L’ancien premier ministre Édouard Philippe devant une statue d’hommage aux victimes de l’esclavage le 10 mai 2020, au jardin du Luxembourg, à Paris.

En 2006, Jacques Chirac, alors président de la République française, fixa la date du 10 Mai comme journée nationale de commémoration de l’abolition de l’esclavage. Cette date fait référence à l’adoption définitive par le Parlement français, en 2001, de la loi Taubira qui reconnaît la traite négrière et l’esclavage comme crimes contre l’humanité.

Extrait du discours de proposition de loi par Christiane Taubira (1999) – loi tendant à reconnaissance de l’esclavage et de la traite comme crime contre l’humanité (2001). Extrait du documentaire « L’identité au cœur de la question noire ». Voir site « Les mémoires des esclavages et de leurs abolitions », www.lesmemoiresdesesclavages.com

Depuis 2007, le 10 mai est marqué chaque année par une cérémonie officielle qui réunit des personnalités politiques, des artistes et des journalistes au Jardin du Luxembourg à Paris. Cet événement vise à rendre hommage à la mémoire des victimes de l’esclavage colonial et à réfléchir sur l’héritage de cette période sombre de l’histoire.

Quand l’ANC (Alliance Noire Citoyenne), vient pacifiquement et sans violence à la commémoration de l’abolition de l’esclavage et de la traite négrière par la France, proclamée en 1848, avec la présence de Nicolas Sarkozy. Le collectif est prié de quitter le Jardin du Luxembourg par une bonne cinquantaine de policiers, en civils, alors que ces personnes sont accréditées pour l’évènement.

Toutefois, certains membres de la communauté afro-descendante expriment leur sentiment d’exclusion et de marginalisation lors de ces commémorations, estimant que l’événement ne reflète pas entièrement leur histoire ni leur contribution à la lutte contre l’esclavage. Cette date est perçue par certains comme déconnectée des réalités historiques, en particulier parce qu’elle ne correspond pas directement aux dates d’abolition de l’esclavage dans les anciennes colonies françaises, comme le 27 avril 1848 en Guadeloupe.

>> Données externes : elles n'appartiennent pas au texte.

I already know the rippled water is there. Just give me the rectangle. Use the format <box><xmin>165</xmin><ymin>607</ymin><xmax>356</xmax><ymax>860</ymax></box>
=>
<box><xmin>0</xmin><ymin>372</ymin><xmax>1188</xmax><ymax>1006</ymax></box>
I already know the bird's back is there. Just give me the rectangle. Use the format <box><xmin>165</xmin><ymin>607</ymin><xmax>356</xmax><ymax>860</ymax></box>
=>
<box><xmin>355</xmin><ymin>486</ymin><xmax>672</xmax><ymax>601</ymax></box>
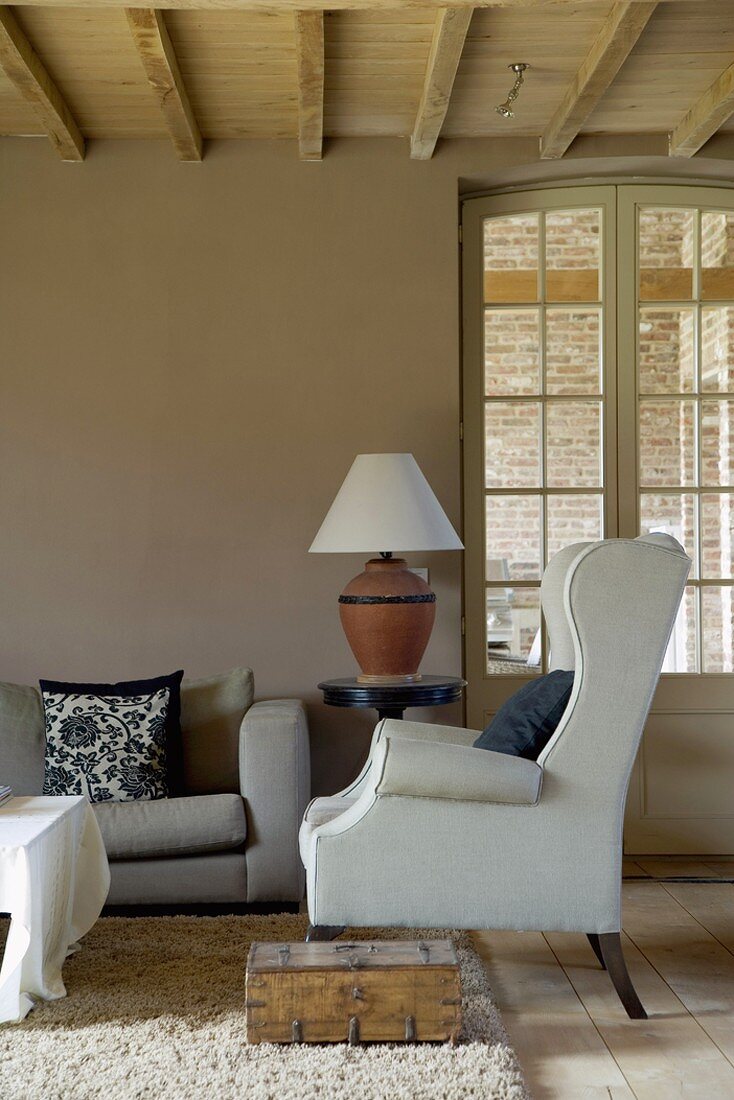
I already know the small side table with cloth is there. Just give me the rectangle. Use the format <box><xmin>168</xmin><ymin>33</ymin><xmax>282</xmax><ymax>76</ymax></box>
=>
<box><xmin>0</xmin><ymin>795</ymin><xmax>110</xmax><ymax>1023</ymax></box>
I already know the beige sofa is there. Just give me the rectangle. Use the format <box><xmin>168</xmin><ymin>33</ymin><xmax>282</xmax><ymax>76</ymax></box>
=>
<box><xmin>0</xmin><ymin>669</ymin><xmax>310</xmax><ymax>905</ymax></box>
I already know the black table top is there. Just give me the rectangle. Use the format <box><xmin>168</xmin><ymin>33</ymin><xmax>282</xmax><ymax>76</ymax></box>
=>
<box><xmin>318</xmin><ymin>675</ymin><xmax>467</xmax><ymax>708</ymax></box>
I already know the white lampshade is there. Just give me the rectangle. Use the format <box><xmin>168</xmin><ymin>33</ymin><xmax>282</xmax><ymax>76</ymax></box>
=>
<box><xmin>309</xmin><ymin>454</ymin><xmax>463</xmax><ymax>553</ymax></box>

Illustration représentant François Dominique Toussaint L’Ouverture participant à la révolte victorieuse contre le pouvoir français à Saint-Dominigue (Haïti). Gravure coloriée à la main, 1900.

Il est aussi rappelé que sans les révoltes menées par les esclaves eux-mêmes, notamment les insurrections des Nègres Marrons qui ont combattu inlassablement l’oppression, l’abolition de l’esclavage aurait pu prendre bien plus de temps. Ainsi, cette journée du 10 mai, tout en étant un symbole de reconnaissance légale, soulève des questions sur sa pertinence et son impact pour toutes les parties concernées. Cette situation soulève un débat similaire à celui que susciterait une hypothétique modification de la date de la fête nationale du 14 juillet, profondément ancrée dans la conscience collective française.

En bref …

La commémoration du 10 mai, bien qu’elle soit un pas vers la reconnaissance officielle des horreurs de l’esclavage, soulève des questions cruciales sur l’inclusion et la représentativité. Elle rappelle que la mémoire collective et les hommages rendus doivent évoluer pour mieux refléter les vérités historiques et les voix de toutes les communautés impactées. En fin de compte, la vraie commémoration devrait non seulement honorer le passé mais aussi inspirer un avenir où la justice et l’égalité prévalent pour tous, sans distinction. Ainsi, réévaluer et adapter la manière dont ces journées commémoratives sont observées pourrait s’avérer essentiel pour guérir et unir la société dans son ensemble.